Our church has a slogan: “I Love My Community.” Several times a year, we look for organizations in our community that need help. I believe a church should go outside its four walls and help people who are less fortunate. If you see a need, help.
For me, this is also personal. I’ve struggled with depression in my life, and have helped a lot of people who are going through it. I believe in trying to bring greater attention to the importance of DLC, where people can go to for help.
I told parishioners, “This is all hands on deck. Let’s make this a big deal. Let’s do it for our community.” My congregation of about 3,000 heard my plea loud and strong.

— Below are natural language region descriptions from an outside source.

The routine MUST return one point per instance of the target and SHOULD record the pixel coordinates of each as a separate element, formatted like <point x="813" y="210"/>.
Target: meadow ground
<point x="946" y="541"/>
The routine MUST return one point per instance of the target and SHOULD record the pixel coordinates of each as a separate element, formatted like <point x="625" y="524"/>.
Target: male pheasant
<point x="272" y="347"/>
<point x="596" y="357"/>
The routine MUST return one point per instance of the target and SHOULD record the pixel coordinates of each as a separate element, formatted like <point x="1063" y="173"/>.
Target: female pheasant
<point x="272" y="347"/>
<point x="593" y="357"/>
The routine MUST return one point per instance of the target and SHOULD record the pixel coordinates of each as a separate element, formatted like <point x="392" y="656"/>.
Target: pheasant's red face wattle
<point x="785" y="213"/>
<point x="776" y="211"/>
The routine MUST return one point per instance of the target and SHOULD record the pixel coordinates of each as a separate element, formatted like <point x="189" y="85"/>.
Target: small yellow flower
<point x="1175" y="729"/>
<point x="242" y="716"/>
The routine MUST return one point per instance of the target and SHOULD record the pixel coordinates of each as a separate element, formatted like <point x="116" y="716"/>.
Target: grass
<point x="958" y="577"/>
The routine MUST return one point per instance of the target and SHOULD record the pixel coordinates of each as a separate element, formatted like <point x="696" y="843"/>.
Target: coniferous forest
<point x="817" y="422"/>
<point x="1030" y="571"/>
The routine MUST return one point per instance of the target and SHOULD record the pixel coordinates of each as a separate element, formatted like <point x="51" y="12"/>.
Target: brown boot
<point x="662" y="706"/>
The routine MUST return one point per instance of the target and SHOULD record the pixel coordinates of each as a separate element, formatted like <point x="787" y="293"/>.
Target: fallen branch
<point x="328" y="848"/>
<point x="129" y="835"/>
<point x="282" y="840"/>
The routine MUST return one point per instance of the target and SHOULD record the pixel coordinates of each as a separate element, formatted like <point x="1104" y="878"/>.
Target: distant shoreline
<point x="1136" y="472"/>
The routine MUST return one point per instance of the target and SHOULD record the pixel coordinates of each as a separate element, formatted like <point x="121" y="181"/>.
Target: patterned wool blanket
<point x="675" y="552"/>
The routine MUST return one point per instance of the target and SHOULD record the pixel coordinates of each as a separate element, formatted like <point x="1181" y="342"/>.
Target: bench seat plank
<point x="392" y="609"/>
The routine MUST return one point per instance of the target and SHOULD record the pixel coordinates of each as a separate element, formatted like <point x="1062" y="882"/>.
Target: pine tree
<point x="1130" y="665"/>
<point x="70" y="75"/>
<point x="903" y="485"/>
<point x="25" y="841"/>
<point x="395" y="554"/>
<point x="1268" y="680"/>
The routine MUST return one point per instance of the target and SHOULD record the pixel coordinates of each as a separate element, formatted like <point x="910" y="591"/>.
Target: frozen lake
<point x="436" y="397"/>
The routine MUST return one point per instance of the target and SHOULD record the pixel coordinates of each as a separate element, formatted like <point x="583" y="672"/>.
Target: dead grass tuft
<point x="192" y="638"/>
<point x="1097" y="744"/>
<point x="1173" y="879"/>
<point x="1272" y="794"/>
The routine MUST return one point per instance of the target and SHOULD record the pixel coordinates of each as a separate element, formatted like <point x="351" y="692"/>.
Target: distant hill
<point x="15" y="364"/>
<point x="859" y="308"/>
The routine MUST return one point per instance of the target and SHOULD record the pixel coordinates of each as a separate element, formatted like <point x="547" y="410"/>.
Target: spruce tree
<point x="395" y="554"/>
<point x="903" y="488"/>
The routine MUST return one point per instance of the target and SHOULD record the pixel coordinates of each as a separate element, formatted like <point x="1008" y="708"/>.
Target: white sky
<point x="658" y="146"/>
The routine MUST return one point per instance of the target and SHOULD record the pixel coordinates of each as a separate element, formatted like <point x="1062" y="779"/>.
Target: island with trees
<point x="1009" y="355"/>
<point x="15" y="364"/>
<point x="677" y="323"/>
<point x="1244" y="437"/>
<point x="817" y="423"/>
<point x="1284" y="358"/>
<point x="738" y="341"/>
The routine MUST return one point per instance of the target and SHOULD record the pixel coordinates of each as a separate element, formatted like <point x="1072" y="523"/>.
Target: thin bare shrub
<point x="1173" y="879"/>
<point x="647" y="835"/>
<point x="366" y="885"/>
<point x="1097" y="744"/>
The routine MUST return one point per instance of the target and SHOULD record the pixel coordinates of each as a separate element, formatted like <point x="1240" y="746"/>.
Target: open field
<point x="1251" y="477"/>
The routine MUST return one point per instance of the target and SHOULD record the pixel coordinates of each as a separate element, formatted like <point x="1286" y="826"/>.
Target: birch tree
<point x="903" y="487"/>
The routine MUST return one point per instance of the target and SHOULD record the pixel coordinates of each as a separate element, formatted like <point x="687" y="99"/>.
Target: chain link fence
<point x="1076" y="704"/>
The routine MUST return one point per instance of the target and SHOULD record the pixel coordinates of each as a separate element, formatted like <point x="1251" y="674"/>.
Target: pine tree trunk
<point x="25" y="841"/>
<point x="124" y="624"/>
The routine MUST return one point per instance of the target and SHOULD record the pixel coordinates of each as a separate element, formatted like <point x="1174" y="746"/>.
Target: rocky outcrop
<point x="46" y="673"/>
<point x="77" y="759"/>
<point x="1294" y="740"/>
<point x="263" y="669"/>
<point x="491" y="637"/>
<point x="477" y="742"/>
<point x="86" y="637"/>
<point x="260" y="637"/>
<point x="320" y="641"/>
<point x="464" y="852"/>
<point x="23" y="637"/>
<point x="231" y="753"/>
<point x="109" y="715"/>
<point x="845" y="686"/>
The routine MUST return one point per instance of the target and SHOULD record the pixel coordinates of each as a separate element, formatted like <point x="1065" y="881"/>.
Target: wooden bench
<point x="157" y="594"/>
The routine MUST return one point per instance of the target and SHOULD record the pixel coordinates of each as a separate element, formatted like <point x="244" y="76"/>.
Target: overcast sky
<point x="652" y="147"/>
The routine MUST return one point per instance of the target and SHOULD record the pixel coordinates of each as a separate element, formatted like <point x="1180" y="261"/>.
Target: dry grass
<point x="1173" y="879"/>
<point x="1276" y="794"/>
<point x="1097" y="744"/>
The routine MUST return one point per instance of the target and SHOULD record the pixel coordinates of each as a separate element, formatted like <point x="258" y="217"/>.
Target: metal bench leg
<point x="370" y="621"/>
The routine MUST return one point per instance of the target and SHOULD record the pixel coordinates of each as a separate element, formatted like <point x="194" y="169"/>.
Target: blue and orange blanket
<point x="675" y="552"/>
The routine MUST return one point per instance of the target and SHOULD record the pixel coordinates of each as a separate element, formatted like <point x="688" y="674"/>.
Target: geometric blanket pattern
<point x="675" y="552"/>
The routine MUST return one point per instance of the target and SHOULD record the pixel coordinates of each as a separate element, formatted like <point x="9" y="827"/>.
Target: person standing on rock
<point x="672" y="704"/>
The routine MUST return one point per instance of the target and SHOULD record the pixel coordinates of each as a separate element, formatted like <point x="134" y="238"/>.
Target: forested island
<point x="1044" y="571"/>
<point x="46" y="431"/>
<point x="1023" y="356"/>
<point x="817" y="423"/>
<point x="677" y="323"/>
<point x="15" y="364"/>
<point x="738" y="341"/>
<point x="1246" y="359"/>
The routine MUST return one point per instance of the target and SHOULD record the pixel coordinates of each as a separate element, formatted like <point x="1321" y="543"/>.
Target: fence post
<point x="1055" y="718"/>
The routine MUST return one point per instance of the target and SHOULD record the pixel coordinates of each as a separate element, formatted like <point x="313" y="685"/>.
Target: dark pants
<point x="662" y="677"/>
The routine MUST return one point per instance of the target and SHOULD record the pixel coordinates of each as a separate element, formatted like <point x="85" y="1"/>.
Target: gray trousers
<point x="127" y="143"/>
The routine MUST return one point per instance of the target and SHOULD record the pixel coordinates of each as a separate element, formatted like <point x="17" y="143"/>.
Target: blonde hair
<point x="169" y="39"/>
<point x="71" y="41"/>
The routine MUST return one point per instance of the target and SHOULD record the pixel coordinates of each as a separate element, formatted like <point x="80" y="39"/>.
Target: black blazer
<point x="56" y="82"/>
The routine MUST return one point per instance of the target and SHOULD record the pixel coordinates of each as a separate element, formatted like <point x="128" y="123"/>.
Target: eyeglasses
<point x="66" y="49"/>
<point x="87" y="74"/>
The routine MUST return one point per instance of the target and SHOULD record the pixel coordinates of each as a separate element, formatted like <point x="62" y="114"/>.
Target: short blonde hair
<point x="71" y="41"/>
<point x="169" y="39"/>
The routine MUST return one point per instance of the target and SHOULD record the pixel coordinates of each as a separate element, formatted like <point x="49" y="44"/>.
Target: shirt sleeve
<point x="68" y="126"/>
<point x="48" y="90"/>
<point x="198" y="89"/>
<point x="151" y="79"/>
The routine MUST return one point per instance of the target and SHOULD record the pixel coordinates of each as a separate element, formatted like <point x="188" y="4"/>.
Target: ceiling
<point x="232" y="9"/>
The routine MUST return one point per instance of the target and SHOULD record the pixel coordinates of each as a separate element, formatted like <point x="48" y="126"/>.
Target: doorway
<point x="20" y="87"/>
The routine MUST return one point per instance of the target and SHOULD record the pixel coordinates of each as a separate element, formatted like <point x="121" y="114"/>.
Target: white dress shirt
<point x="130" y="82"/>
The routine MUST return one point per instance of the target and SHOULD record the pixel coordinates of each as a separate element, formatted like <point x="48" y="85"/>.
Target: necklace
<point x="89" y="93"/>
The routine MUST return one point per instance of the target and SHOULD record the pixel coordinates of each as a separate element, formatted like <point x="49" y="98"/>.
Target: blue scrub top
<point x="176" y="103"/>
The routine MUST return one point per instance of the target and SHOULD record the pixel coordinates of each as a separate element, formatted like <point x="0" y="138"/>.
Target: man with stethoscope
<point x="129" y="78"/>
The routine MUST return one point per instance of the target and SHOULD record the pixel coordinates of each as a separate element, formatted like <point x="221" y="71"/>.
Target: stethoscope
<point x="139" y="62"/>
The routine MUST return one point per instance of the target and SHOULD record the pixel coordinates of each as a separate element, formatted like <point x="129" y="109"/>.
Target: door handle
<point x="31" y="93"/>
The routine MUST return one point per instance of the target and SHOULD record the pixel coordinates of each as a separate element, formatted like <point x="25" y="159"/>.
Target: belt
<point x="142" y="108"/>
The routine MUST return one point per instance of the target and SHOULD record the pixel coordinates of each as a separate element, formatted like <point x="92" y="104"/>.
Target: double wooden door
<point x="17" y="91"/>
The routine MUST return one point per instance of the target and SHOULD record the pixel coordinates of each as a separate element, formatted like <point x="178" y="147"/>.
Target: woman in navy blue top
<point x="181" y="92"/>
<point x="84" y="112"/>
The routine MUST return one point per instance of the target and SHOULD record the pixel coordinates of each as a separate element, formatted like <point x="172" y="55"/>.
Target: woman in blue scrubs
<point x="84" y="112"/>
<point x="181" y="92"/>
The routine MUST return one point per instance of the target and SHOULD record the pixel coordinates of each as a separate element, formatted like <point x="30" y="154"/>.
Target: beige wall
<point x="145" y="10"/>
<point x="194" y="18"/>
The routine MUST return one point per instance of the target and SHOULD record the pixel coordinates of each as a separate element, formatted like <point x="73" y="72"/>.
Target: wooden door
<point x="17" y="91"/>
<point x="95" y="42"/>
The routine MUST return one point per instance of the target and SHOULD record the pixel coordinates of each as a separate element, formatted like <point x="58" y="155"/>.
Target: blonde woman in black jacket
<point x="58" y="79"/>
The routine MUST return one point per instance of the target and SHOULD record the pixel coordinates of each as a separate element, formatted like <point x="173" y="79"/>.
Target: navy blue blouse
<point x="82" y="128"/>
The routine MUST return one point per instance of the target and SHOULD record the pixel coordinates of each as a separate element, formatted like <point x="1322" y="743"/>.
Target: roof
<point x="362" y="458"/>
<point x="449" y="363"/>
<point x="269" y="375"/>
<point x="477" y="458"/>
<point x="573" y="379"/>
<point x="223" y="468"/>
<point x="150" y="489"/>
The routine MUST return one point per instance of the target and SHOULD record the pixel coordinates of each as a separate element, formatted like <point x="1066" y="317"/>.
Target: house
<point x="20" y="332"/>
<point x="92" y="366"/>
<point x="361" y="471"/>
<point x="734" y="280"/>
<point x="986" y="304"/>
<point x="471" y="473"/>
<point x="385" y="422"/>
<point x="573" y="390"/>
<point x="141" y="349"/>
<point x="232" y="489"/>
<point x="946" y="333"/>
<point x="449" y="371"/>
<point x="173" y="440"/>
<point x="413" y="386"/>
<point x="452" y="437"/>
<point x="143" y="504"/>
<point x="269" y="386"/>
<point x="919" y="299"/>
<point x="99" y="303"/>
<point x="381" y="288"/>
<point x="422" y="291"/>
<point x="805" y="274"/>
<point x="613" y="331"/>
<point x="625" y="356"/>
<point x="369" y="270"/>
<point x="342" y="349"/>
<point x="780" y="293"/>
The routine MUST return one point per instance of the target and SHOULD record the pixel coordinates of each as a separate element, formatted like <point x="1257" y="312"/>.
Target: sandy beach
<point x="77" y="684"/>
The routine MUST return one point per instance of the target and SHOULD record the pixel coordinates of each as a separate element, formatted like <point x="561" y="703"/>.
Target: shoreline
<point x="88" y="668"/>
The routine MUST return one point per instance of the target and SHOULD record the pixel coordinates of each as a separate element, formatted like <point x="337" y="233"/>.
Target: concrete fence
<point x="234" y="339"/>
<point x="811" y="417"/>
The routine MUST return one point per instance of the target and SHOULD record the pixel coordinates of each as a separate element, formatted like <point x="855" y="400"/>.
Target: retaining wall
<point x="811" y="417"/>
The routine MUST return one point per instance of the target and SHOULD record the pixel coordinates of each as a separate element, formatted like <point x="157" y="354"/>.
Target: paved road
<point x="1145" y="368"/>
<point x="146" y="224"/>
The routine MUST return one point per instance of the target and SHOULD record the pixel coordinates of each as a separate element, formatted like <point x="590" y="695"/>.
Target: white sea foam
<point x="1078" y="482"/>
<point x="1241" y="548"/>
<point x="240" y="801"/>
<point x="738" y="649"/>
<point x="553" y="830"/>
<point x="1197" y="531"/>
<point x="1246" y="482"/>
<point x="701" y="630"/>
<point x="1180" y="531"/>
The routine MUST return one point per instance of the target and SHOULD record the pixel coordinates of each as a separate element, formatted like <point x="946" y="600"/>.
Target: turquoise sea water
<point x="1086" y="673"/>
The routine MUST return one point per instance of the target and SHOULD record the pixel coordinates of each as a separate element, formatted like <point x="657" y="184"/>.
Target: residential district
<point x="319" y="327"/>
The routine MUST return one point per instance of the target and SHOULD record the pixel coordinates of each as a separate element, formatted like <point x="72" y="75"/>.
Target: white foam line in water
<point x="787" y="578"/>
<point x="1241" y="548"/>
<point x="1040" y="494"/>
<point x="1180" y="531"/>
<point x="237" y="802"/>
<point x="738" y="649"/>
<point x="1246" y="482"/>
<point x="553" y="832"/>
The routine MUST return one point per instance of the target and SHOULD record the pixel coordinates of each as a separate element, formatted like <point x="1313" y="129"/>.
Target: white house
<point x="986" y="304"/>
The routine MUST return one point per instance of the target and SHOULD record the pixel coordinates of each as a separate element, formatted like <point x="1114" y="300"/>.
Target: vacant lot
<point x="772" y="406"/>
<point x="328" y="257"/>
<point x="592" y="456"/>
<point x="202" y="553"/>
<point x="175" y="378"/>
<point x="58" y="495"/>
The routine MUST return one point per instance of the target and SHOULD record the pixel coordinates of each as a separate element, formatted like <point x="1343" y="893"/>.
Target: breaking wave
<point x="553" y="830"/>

I encouraged them by saying, “Every time you go to Wal-Mart, buy something extra. Maybe one tube of toothpaste, or a pair of socks. If we’re all doing it, we’ll have a ton of stuff.”
One man made and donated a huge table for us to use for the donations. We set it up with baskets in the church lobby.
For three weeks, people brought in items. A large portion of the church got involved. In the end, we had over a thousand items with a total value of about $7,000.
There are many ways to give. If you can’t manage a large cash gift, consider this saying: “Do for one what you wish you could do for all.” If you can buy one toy, one bike — do it.
Mental illness and addiction in our community are too big to ignore. Our community needs David Lawrence Center. We believe in what you do. That’s why Living Word Family Church will continue to support your work every year.